A sus 93 años, a Buba le cuesta recordar las historias de cuando fue prisionera en Auschwitz Birkenau. Sin embargo, al observar las pinturas en las que plasmó los horrores que pasó en el campo de concentración su memoria regresa intacta y la transporta a la experiencia más dolorosa de su vida.

Buba -que significa muñeca en húngaro- nació y creció en TransilvaniaRumania, durante los años más álgidos del antisemitismo, cuando en Europa los discursos en los medios de comunicación, en el ámbito político, en las casas y escuelas enseñaban a odiar a los judíos.

Primero fue obligada a portar la estrella de David sobre su ropa, luego le prohibieron salir a lugares públicos como parques, museos o cines y, tras ser confinada en su casa junto con su familia, su destino fue el gueto, “un basurero, una fábrica de ladrillos a las afueras de la ciudad”, donde pasó dos semanas antes de ser trasladada a Birkenau.

La música de Johann Bach que sonaba en un viejo tocadiscos y un sol cegador la despidieron de su hogar y acompañaron su camino a pie hasta la estación del tren. Era 31 de mayo de 1944.

“Nos trataron como animales, como ganado”, narra Buba en entrevista con EL UNIVERSAL. “Mi mamá recorría los vagones en busca de pedacitos de comida que nos daba a mi hermana Itzu, a mí y a otros niños que estaban en el tren. Ella no comía nada”.

Pasaron cinco días sin alimento, con la idea de que iban a trabajar la tierra. “Pero entonces llegamos a la oscuridad, a un lugar sin salida, al infierno de Auschwitz”, recuerda.

La última vez que Buba vio a sus padres fue al bajar del tren, al lado de las vías. Su madre, quien era una mujer mayor, murió en las cámaras de gas el mismo día que pisaron el campo de concentración.

“Nos sentíamos arrojadas en la nada y los horrores que vivimos aún los recuerdo todas las noches. No recuerdo nunca haber llorado tanto. El dolor más grande que he sentido es el de haber perdido a mis padres”. 

Despojada de sus pertenencias, de su cabello e incluso de su identidad, dejó de ser “la muñequita” de su familia y se convirtió en A-11147. 

“Estábamos acostumbradas a que nos consideraban nada. Ser judía era un pecado enorme. Los alemanes tenían el poder y nosotros no teníamos nada, ni derechos”.

El humo de los crematorios llenaba el cielo de Birkenau todos los días. Los prisioneros eran forzados a realizar tareas desde talar árboles, preparar los alimentos que recibían en la noche -un caldo que era como engrudo, dice Buba-, llevar leña a los hornos del campo y hasta cambiar el curso de un río helado. 
Por las noches, cada cama en las barracas -hecha de tablas de madera y paja- albergaba a 12 prisioneras que compartían una mantita y sus sueños de libertad.

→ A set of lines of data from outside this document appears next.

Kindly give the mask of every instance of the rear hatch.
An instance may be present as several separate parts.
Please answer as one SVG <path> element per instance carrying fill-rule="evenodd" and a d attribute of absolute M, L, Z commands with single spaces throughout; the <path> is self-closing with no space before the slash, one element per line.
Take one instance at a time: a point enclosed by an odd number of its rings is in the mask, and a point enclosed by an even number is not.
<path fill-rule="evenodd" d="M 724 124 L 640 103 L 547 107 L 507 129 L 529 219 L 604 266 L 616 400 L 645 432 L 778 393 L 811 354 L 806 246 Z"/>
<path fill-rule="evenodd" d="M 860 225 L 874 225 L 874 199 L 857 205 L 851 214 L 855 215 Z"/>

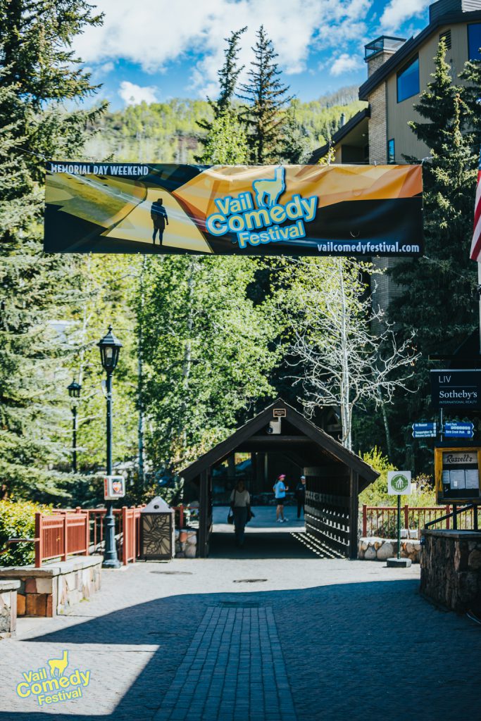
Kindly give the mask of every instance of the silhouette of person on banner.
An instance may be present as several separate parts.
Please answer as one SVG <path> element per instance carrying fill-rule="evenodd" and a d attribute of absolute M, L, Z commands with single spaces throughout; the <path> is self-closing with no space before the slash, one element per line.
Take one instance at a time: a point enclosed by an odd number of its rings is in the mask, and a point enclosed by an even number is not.
<path fill-rule="evenodd" d="M 157 200 L 154 200 L 154 203 L 152 203 L 150 209 L 150 217 L 151 218 L 152 223 L 154 224 L 154 233 L 152 234 L 152 240 L 154 241 L 154 244 L 155 245 L 155 238 L 158 231 L 159 244 L 162 245 L 162 239 L 164 237 L 164 231 L 165 230 L 165 226 L 166 224 L 169 225 L 167 211 L 164 207 L 162 198 L 157 198 Z"/>

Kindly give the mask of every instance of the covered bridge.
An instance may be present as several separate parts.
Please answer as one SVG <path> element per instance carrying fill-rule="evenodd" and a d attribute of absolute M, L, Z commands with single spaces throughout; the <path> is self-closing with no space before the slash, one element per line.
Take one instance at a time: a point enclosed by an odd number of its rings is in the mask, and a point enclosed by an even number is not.
<path fill-rule="evenodd" d="M 379 474 L 281 398 L 180 474 L 198 490 L 200 557 L 207 557 L 209 551 L 216 490 L 213 479 L 219 465 L 232 459 L 236 453 L 250 454 L 247 485 L 255 497 L 253 492 L 262 490 L 272 495 L 275 478 L 278 473 L 286 472 L 286 466 L 291 487 L 293 480 L 304 474 L 309 539 L 331 555 L 356 557 L 358 496 Z M 224 483 L 225 499 L 233 479 L 230 484 Z"/>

Buba cuenta que morir en el campo era tan fácil como acercarse a la alambrada electrificada y tocarla, sin embargo, ella e Itzu no se dejaron caer: querían vivir para ver caer al régimen de Adolfo Hitler.

“Todo ese tiempo, mi hermana Itzu fue el gran motivo que me hizo permanecer con vida. Sin ella ahí conmigo, yo seguramente hubiera muerto”, relata.

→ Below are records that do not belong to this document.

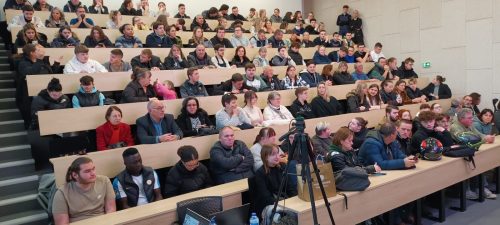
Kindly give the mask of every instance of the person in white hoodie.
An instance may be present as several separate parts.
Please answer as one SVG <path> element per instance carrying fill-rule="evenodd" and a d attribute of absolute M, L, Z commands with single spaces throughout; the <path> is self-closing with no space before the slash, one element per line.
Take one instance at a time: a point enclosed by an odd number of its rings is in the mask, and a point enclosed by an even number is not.
<path fill-rule="evenodd" d="M 108 70 L 103 65 L 89 59 L 89 49 L 85 45 L 75 46 L 75 56 L 64 66 L 64 74 L 105 72 Z"/>

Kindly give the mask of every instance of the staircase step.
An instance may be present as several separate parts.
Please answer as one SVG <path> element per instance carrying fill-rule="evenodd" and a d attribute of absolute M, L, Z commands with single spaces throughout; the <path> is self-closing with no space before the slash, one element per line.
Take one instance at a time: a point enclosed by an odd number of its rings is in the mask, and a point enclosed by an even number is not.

Los cuadros de Buba son portales a momentos que vivió, como cuando fue una suerte de conejillo de indias para los alemanes, quienes experimentaban con ella y con otros prisioneros: “Me dormían y nunca supe qué hacían conmigo”.

Parece que los retratos lúgubres de las torturas que sufrió por robar una jícama y el dolor de haber formado parte de las marchas de la muerte hacia Bergen-Belsen sólo le son opacados por las imágenes que recuerda de las pilas de mujeres muertas a su alrededor, destino que, creyó, iba a alcanzarlas a ella y a Itzu irremediablemente. 

Uno a uno, los cadáveres fueron enterrados por los mismos prisioneros para ocultar la evidencia del Holocausto… hasta que llegó el día. Auschwitz había sido liberado tres meses antes, y aquel 15 de abril de 1945 el ejército inglés rompió los candados que las habían aprisionado durante casi un año en Bergen-Belsen.

Tras la liberación, Buba se llenó de miedo, desesperación y de la incertidumbre de no saber qué iba a pasar con su vida... si el resto del mundo también odiaba a los judíos: “Ya éramos libres y a mí me torturaba la idea de que mi mundo se había destruido”.

Buba e Itzu llegaron a América gracias a otra hermana que vivía en Veracruz. En el panorama, México fue, asegura, como encontrar un paraíso.

Han pasado 75 años del día en que fue liberada. Señala el semblante de uno de sus dibujos, el que la retrata fuera del campo de concentración de Bergen-Belsen y dice: “El espíritu judío no se puede aniquilar”.